The Aula (Image: Viking)

  • Auditorium and "Firepit." The main lecture hall on the ship will be called The Aula, a panoramic room at the back of the ship. Modeled after the University of Oslo hall where the Nobel Peace Prize is awarded, The Aura can seat half of the ship's guests at once, with floor-to-ceiling windows offering 270-degree views. Outside The Aula is Finse Terrace, an outdoor lounge area (named for Karine Hagen's dog, Finse). This space will have comfy couches and warming lava rock "firepits" -- as close to fire as you can get on a ship -- where people can view glaciers and nature outside.
  • Nordic Balcony. All of the staterooms on both ships will have what Viking is calling a "Nordic Balcony," essentially a large window that can partially drop down and turn part of the room into an open-air space with the push of a button. It's a similar concept to the "infinite balconies" on Celebrity Cruises' Edge-class ships (and its new Galapagos-based ship Celebrity Flora); Scenic debuted this style of cabin on its river "space ships." The windows will have a ledge where you can stabilize a camera or binoculars.

The Nordic Junior Suite (Image: Viking)

  • Stateroom Specifics. There will be six stateroom categories on the two Viking Expeditions ships, ranging from 222 square feet to 1,223 square feet: Nordic Balcony, Deluxe Nordic Balcony, Nordic Penthouse, Nordic Junior Suite, Explorer Suite and Owner's Suite. The rooms will have a king-sized bed and a bathroom with a glass-enclosed shower, heated bathroom floors and anti-fog mirrors. There will also be a floor-to-ceiling "drying closet" where circulating warm air dries clothes and expedition gear.
  • Suite Life. The three suite categories on the Viking Expeditions ships mirror those on Viking's ocean ships in their layout and amenities. The Nordic Junior Suites are 322 square feet, and have additional storage and seating; an expanded bathroom with extended shower and double sinks; a fully-stocked mini-bar replenished daily, and perks that include welcome Champagne, laundry and shoeshine service and priority restaurant reservations. The 580-square foot Explorer Suites are true suite, with two separate rooms and a full outdoor veranda, as well as the Nordic Balcony. There's also a special space called the Explorer Suites Garden on the top deck, just for passengers in this class. Finally, the 1,223-square-foot Owner's Suite has two separate rooms, including a living room with a six-seat dining table. It also has a 792 square foot private garden with a traditional Norwegian hot tub and outdoor dining table.

The Pool Deck (Image: Viking)

  • Pools, Spa and Fitness. Borrowing the term Aquavit Terrace from its river cruise ships, Viking Expeditions ships will have this space at the back of the ship with a retractable glass dome on top. The indoor-outdoor space will have three different temperature-controlled pools, including one where you can swim between inside and fresh air. The popular Nordic Spa from the Viking Ocean ships will be found on Octantis and Polaris, boasting a thermal suite with a sauna, snow grotto, chaise loungers, a warm hydrotherapy pool and hot tub, all surrounded by windows. The ship will also have a state-of-the-art fitness center.

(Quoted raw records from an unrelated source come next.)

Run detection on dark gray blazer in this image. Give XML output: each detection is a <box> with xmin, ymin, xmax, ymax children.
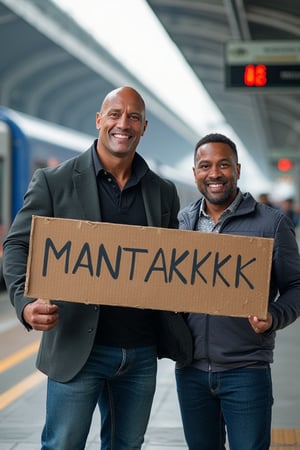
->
<box><xmin>3</xmin><ymin>147</ymin><xmax>183</xmax><ymax>382</ymax></box>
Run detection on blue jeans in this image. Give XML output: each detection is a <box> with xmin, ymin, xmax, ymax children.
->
<box><xmin>176</xmin><ymin>366</ymin><xmax>273</xmax><ymax>450</ymax></box>
<box><xmin>42</xmin><ymin>345</ymin><xmax>157</xmax><ymax>450</ymax></box>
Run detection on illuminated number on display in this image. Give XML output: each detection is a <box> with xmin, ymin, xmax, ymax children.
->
<box><xmin>244</xmin><ymin>64</ymin><xmax>268</xmax><ymax>87</ymax></box>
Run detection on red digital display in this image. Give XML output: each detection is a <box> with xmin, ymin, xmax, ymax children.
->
<box><xmin>244</xmin><ymin>64</ymin><xmax>268</xmax><ymax>87</ymax></box>
<box><xmin>225</xmin><ymin>64</ymin><xmax>300</xmax><ymax>92</ymax></box>
<box><xmin>277</xmin><ymin>158</ymin><xmax>293</xmax><ymax>172</ymax></box>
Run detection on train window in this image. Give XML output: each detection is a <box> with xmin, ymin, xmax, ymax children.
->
<box><xmin>0</xmin><ymin>121</ymin><xmax>11</xmax><ymax>234</ymax></box>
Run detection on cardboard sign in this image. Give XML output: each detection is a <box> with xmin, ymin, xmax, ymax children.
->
<box><xmin>25</xmin><ymin>216</ymin><xmax>273</xmax><ymax>318</ymax></box>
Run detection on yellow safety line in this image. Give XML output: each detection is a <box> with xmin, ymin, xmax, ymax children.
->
<box><xmin>0</xmin><ymin>371</ymin><xmax>46</xmax><ymax>411</ymax></box>
<box><xmin>0</xmin><ymin>341</ymin><xmax>40</xmax><ymax>373</ymax></box>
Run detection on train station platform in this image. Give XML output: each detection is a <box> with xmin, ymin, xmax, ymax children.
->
<box><xmin>0</xmin><ymin>294</ymin><xmax>300</xmax><ymax>450</ymax></box>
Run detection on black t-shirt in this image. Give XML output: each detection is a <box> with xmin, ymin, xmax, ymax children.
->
<box><xmin>94</xmin><ymin>150</ymin><xmax>157</xmax><ymax>348</ymax></box>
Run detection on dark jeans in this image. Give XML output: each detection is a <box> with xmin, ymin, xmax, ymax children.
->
<box><xmin>176</xmin><ymin>366</ymin><xmax>273</xmax><ymax>450</ymax></box>
<box><xmin>42</xmin><ymin>346</ymin><xmax>157</xmax><ymax>450</ymax></box>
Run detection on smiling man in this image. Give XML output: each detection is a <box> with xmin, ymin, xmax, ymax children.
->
<box><xmin>4</xmin><ymin>86</ymin><xmax>190</xmax><ymax>450</ymax></box>
<box><xmin>176</xmin><ymin>133</ymin><xmax>300</xmax><ymax>450</ymax></box>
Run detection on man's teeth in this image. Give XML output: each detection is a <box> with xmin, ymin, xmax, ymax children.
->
<box><xmin>114</xmin><ymin>134</ymin><xmax>129</xmax><ymax>139</ymax></box>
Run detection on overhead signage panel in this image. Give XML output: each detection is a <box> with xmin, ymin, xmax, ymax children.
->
<box><xmin>225</xmin><ymin>40</ymin><xmax>300</xmax><ymax>92</ymax></box>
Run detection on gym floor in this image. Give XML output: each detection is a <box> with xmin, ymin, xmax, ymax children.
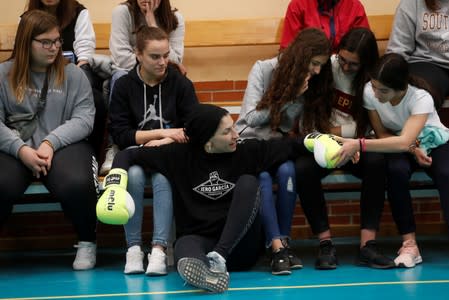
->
<box><xmin>0</xmin><ymin>237</ymin><xmax>449</xmax><ymax>300</ymax></box>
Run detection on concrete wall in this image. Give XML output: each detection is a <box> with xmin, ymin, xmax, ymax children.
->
<box><xmin>0</xmin><ymin>0</ymin><xmax>399</xmax><ymax>23</ymax></box>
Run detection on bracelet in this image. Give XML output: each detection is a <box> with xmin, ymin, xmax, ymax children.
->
<box><xmin>360</xmin><ymin>138</ymin><xmax>366</xmax><ymax>152</ymax></box>
<box><xmin>408</xmin><ymin>143</ymin><xmax>417</xmax><ymax>155</ymax></box>
<box><xmin>42</xmin><ymin>140</ymin><xmax>55</xmax><ymax>150</ymax></box>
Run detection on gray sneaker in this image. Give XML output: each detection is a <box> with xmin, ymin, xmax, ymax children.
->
<box><xmin>178</xmin><ymin>257</ymin><xmax>229</xmax><ymax>293</ymax></box>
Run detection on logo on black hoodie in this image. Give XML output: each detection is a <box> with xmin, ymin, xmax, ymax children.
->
<box><xmin>193</xmin><ymin>171</ymin><xmax>235</xmax><ymax>200</ymax></box>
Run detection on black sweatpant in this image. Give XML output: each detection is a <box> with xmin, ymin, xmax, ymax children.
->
<box><xmin>174</xmin><ymin>175</ymin><xmax>263</xmax><ymax>271</ymax></box>
<box><xmin>0</xmin><ymin>142</ymin><xmax>98</xmax><ymax>242</ymax></box>
<box><xmin>296</xmin><ymin>152</ymin><xmax>386</xmax><ymax>234</ymax></box>
<box><xmin>385</xmin><ymin>143</ymin><xmax>449</xmax><ymax>235</ymax></box>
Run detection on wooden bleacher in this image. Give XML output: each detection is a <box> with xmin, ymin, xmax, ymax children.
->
<box><xmin>0</xmin><ymin>15</ymin><xmax>449</xmax><ymax>249</ymax></box>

Viking is not the only line entering the increasingly competitive expedition cruising market. Scenic debuted Scenic Eclipse in 2019; Crystal Cruises has an adventure yacht coming out in 2020; luxury line Seabourn is developing an expedition arm and Silversea already has luxury expedition ships in the market, with more on the way this year.

But the in the announcement, Hagen noted that all of the details going into Viking Expeditions build upon the success that the cruise line has already experienced in other sectors.

"We invented the concept of modern river cruising when we launched in 1997; then we reinvented ocean cruises and became the 'World's Best Ocean Cruise Line' in our first year of operation, as well as every year since then," he said. "Now, in creating 'the thinking person's expedition,' we are perfecting polar expedition cruising, and we will usher in a new era of comfortable exploration in the heart of North America."